I am a fan of Business Week magazine. I like the magazine’s short but informative pieces on the state of the world’s economy, especially in these harsh economic times. However, being an ardent Africanist, I am often disappointed by how little coverage there is of the Continent in the magazine. This week’s piece had articles mostly from the US, Europe and Asia – with a few mentions of Latin America, notably Brazil. Africa was nowhere to be seen in terms of investment or economic performance. And this is not just the case with BW. Africa is still largely irrelevant when it comes to global economics – irrelevant in the sense that, with the exception of South Africa, it remains a passive player, being a mere source of raw materials for other regions of the world.

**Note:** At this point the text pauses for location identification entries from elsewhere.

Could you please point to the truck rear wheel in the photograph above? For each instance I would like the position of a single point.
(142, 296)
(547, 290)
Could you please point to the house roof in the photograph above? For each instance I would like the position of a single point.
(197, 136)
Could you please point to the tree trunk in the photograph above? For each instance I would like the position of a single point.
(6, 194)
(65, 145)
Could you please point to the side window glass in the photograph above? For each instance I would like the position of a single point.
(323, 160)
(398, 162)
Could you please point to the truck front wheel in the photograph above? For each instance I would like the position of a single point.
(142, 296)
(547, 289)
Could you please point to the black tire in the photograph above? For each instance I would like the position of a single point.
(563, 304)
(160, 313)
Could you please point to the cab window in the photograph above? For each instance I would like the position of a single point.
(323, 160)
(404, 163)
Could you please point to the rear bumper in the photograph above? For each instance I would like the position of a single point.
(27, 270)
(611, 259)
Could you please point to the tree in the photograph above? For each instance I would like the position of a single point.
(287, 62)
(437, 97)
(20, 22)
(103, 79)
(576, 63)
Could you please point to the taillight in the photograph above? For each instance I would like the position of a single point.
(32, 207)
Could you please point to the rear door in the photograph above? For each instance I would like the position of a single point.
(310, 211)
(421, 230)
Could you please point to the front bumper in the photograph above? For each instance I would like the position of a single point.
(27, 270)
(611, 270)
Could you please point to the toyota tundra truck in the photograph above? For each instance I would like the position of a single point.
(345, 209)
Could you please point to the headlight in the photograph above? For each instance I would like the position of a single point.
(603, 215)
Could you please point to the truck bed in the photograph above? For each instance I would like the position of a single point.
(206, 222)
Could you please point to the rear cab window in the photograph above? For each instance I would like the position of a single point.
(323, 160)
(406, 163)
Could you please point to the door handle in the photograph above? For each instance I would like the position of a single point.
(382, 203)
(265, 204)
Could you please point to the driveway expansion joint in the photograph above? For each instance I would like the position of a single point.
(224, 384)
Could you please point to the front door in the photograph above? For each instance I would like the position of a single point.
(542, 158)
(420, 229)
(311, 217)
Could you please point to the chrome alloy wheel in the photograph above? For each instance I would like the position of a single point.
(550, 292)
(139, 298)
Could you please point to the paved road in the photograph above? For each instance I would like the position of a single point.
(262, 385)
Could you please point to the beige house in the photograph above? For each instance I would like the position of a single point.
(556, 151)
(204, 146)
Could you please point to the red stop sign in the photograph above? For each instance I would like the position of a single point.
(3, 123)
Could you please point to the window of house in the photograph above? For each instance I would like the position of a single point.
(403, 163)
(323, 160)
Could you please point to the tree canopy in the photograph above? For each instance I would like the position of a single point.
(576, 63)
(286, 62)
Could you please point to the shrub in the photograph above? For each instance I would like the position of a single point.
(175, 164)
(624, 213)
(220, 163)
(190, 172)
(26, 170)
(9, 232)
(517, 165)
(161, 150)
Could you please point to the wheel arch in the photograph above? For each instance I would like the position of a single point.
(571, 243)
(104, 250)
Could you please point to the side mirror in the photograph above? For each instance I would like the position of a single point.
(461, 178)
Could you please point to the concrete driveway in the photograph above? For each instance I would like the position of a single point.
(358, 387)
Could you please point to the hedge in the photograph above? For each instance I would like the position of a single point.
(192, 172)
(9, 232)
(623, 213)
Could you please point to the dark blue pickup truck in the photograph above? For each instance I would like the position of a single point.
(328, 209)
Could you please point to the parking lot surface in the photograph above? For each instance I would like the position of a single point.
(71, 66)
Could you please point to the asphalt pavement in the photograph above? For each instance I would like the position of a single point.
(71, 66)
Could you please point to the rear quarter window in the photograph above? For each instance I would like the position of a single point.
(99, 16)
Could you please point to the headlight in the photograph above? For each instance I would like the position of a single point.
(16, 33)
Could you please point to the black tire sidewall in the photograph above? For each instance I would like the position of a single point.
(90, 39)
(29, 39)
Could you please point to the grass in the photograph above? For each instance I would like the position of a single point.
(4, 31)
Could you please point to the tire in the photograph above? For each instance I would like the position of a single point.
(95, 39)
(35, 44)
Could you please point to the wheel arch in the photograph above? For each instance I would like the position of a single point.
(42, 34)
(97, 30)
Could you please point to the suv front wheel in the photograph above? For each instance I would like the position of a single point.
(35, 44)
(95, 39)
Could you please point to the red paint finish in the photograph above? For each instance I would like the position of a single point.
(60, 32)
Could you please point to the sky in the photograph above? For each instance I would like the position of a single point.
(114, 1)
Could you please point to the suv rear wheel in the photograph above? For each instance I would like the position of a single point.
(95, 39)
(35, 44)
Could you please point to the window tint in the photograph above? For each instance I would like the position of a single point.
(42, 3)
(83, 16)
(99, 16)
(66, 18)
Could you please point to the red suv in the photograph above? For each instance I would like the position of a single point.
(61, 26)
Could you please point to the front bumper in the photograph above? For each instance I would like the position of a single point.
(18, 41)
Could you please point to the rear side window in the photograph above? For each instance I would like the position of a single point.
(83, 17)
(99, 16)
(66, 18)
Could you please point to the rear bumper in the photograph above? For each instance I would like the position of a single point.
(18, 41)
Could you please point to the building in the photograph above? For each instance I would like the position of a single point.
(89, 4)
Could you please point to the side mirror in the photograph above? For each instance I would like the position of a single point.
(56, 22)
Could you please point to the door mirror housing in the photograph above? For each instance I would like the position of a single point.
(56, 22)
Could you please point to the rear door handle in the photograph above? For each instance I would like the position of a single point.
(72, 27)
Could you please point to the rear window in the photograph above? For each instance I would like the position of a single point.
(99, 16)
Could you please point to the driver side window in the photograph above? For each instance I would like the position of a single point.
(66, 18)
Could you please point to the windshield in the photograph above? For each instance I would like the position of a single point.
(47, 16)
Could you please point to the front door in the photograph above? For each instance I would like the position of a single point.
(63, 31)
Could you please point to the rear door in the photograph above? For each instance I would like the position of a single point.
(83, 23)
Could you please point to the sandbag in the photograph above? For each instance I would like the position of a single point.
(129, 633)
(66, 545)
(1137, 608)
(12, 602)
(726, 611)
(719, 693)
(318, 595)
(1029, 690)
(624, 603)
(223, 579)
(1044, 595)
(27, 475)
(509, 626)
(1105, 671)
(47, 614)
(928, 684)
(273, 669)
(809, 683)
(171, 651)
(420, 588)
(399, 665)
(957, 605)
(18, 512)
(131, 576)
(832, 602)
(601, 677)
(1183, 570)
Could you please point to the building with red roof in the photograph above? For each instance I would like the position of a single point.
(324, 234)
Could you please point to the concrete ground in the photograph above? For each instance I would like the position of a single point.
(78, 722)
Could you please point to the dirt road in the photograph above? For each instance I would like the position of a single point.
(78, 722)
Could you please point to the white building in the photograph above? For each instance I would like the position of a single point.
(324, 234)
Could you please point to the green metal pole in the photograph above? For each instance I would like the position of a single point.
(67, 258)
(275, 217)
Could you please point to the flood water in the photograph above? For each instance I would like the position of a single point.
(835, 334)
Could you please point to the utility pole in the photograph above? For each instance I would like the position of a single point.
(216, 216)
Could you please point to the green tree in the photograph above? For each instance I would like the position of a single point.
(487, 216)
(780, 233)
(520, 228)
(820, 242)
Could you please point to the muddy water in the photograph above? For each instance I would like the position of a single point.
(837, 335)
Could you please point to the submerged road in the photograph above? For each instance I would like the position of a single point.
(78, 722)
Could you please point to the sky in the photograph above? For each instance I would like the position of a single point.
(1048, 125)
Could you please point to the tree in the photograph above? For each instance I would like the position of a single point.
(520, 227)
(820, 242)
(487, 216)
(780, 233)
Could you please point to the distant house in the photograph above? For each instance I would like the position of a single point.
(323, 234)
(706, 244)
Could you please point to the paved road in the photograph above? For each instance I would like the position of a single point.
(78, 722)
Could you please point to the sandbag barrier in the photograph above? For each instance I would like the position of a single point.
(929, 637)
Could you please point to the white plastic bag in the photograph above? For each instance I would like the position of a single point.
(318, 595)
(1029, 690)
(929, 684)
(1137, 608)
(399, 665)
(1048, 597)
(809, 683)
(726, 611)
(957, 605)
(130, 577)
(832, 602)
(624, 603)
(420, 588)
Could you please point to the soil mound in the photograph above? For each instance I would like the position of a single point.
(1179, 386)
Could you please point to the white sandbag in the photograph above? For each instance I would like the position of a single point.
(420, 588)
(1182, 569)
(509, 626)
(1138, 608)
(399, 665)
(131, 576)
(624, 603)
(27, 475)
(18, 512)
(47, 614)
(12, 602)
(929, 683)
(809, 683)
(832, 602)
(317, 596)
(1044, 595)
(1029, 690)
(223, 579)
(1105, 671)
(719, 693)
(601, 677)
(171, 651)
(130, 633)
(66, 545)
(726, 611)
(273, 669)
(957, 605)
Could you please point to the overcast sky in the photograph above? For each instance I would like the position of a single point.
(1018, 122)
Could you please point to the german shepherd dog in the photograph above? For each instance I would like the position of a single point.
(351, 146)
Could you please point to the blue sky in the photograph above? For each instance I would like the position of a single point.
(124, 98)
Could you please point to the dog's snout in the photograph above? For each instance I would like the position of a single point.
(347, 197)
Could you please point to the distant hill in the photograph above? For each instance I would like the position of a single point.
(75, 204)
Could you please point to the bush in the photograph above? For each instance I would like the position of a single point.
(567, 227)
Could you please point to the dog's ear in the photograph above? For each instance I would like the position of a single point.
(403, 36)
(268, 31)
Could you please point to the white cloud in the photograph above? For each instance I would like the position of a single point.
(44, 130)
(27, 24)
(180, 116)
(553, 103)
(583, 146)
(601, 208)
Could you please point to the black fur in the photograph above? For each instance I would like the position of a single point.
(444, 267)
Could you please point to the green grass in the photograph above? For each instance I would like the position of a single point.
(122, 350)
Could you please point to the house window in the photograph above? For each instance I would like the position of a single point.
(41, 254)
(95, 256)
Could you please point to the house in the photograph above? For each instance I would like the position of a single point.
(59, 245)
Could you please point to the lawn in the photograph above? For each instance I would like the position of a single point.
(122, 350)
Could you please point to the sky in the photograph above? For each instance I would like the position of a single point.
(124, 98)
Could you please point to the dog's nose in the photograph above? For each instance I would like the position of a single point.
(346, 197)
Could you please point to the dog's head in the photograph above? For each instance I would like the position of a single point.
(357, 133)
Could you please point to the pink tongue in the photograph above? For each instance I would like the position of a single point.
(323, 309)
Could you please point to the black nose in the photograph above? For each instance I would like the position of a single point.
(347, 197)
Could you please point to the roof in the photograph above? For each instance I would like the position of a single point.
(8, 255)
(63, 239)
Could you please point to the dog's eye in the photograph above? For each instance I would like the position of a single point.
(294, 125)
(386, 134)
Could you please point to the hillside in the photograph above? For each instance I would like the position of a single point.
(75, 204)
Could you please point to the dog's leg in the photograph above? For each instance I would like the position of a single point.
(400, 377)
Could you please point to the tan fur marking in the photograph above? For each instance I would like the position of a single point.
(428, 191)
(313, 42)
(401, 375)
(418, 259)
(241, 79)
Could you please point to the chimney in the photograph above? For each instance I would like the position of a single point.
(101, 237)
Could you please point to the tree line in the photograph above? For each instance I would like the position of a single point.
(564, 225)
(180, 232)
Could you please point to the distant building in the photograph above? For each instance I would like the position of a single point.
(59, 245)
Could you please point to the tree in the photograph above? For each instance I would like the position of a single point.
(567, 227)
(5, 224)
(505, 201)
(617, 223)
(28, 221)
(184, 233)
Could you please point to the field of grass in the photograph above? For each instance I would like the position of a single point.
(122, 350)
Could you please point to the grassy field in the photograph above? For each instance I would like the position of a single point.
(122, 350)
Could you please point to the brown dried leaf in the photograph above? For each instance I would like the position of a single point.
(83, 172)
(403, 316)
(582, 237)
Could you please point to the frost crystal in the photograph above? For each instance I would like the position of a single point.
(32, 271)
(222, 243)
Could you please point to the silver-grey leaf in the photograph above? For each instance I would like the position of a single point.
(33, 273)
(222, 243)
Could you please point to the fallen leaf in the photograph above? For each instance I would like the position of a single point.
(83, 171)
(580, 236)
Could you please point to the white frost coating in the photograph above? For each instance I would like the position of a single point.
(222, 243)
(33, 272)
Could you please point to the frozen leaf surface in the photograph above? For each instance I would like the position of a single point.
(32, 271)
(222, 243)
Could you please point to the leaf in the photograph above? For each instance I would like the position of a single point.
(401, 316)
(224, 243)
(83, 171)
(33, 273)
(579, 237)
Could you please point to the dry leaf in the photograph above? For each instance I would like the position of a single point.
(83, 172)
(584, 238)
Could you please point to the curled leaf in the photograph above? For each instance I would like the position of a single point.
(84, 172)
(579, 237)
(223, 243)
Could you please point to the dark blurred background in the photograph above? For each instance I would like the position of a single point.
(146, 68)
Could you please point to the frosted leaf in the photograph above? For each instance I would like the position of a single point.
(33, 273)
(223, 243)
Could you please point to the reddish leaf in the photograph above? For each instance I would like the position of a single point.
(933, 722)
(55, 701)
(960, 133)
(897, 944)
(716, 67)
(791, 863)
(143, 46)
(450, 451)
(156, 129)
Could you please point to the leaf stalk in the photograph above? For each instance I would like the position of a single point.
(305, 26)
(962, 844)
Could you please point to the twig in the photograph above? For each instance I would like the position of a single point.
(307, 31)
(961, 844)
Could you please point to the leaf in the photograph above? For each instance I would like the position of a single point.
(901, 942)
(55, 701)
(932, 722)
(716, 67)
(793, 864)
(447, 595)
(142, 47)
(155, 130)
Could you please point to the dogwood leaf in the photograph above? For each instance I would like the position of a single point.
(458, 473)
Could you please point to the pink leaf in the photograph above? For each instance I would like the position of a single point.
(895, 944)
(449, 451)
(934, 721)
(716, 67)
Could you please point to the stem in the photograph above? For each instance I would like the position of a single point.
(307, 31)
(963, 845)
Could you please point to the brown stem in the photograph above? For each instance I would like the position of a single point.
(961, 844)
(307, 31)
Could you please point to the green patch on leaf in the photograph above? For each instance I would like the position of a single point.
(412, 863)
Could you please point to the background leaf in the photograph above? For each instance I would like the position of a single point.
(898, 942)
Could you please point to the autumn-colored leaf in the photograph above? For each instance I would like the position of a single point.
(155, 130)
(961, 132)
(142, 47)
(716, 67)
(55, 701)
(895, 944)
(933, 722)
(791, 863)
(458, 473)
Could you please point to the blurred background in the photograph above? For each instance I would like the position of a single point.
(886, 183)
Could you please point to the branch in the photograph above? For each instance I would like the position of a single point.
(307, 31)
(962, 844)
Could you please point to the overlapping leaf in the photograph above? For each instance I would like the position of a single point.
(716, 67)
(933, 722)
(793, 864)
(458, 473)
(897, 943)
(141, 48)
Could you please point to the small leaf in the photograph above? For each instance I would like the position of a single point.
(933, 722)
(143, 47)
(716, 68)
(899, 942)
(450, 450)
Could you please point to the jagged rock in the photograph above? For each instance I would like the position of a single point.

I wonder if anyone in the Continent’s state houses reads any of these international publications. I wonder how many of them look at The Economist’s Middle East and Africa section and hit their heads against the wall thereafter. May be they do, but just don’t give a rat’s behind or don’t know how to begin tackling their nations’ many problems. These are the same clowns who oftentimes complain about the Continent’s negative press. While I agree with them to a point, I think most of the negative press that the Continent gets is well deserved. It is true that way too many African children die before they are five. It is true that most of Africa is still in the 16th century. It is also true that most African leaders are visionless kleptocrats. And most importantly, it is true that Africa remains poor and, objectively speaking, backward not because of her people’s shortcomings but because of poor leadership. Where there is good leadership – like in Botswana and more recently in Mozambique and Tanzanaia – we have seen good things happen.

The Continent has to stop being a spectator in global politico-economic issues. But this will only happen if its leaders take their jobs more seriously. Less sleaze and arbitrary government will definitely help.